1: Allen-Bradley Drives Home page
A long-time leader in providing reliable, power control solutions, Rockwell Automation® offers an industry-leading family of drives. Designed for powerful performance... http://www.ab.com/drives/ 75%
Size: 22K
Depth: 2
Find Similar
Match Info
Show Parents
2: Allen-Bradley Drives Home page
Communications A long-time leader in providing reliable, power control solutions, Rockwell Automation® offers an industry-leading family of drives. Designed for powerful... http://www.ab.com/drives 75%
Size: 22K
Depth: 5
Find Similar
Match Info
Show Parents
The crawler can't know that url http://www.ab.com/drives linked to from one of your other pages is really supposed to be http://www.ab.com/drives/ which is also referred to by one of your pages. Normally duplicate removal (on by default) would prevent the double entry of such duplicate pages with different urls unless the page content has something like a timestamp or such. The "Ignore tags" option could be used to strip out such variations so the pages would compare the same again and only one copy gets stored. Click match info on each to see the text that was stored to see what the difference is.

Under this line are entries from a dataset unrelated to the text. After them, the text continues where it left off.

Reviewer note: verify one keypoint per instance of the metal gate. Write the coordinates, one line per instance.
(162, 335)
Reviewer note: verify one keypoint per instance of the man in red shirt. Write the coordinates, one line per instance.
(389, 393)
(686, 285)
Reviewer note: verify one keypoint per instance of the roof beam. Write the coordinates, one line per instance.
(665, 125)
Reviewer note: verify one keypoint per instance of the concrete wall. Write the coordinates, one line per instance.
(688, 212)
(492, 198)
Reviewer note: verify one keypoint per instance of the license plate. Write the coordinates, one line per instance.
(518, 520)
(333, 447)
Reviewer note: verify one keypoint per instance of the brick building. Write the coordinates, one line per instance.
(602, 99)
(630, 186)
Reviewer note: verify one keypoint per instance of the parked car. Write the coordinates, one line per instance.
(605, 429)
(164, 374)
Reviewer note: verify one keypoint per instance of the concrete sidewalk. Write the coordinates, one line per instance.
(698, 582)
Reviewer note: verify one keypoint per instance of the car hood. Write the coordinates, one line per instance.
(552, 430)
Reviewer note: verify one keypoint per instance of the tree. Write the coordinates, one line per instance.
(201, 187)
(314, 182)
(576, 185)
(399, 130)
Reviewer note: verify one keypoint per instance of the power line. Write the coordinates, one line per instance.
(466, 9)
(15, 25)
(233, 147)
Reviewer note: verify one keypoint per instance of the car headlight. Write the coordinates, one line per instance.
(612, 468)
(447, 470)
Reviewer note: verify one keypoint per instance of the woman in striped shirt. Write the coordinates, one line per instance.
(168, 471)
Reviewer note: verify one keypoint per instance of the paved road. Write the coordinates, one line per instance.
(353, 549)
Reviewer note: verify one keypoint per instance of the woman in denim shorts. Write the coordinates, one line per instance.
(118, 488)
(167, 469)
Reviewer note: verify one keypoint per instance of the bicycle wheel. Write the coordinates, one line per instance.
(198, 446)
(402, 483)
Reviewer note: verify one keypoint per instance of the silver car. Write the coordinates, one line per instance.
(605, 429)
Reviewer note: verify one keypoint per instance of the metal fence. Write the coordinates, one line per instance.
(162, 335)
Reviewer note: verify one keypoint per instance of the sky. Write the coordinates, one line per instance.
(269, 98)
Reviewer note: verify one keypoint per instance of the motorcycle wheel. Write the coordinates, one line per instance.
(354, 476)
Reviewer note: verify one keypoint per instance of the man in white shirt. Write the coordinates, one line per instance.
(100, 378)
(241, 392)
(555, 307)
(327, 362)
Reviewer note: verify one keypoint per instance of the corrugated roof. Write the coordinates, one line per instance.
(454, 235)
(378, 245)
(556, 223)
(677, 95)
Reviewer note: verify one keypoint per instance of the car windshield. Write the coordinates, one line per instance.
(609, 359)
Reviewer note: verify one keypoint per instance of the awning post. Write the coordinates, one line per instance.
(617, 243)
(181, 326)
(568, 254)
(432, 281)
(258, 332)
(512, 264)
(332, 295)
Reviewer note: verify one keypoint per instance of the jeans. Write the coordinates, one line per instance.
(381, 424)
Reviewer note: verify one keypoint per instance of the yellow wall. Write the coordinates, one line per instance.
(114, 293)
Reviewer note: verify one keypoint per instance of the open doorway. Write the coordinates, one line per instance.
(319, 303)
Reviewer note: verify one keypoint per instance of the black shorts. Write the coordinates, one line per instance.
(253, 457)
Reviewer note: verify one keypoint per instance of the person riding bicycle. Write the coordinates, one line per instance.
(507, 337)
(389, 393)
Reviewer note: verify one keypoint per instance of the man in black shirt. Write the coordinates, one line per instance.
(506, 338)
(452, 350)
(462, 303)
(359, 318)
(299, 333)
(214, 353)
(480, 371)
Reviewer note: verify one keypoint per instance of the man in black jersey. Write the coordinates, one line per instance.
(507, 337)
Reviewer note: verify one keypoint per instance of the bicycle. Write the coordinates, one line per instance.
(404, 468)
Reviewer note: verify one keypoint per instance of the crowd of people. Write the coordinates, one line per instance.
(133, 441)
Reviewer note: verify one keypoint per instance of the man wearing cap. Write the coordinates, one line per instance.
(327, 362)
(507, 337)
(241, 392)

The "Index Name" setting tells it that "/index.html" is the same as "/". Directory urls are supposed to be specified with a trailing slash according to spec. Without the slash it's assumed to be a file. The webserver tries to deliver it and discovers it's a directory and issues a redirect to the proper url with trailing slash. The appliance uses the originally specified url rather than the redirected url for that page.
What text was found on the page that it said was being duplicated? Can you supply a couple sample urls of false duplicates?
I was referring to dynamic content on the page, not modified-date headers or such. If the text of the page changes every time it's fetched the duplicate removal won't work. The ignore tags option lets you specify parts of the html page to ignore when extracting text.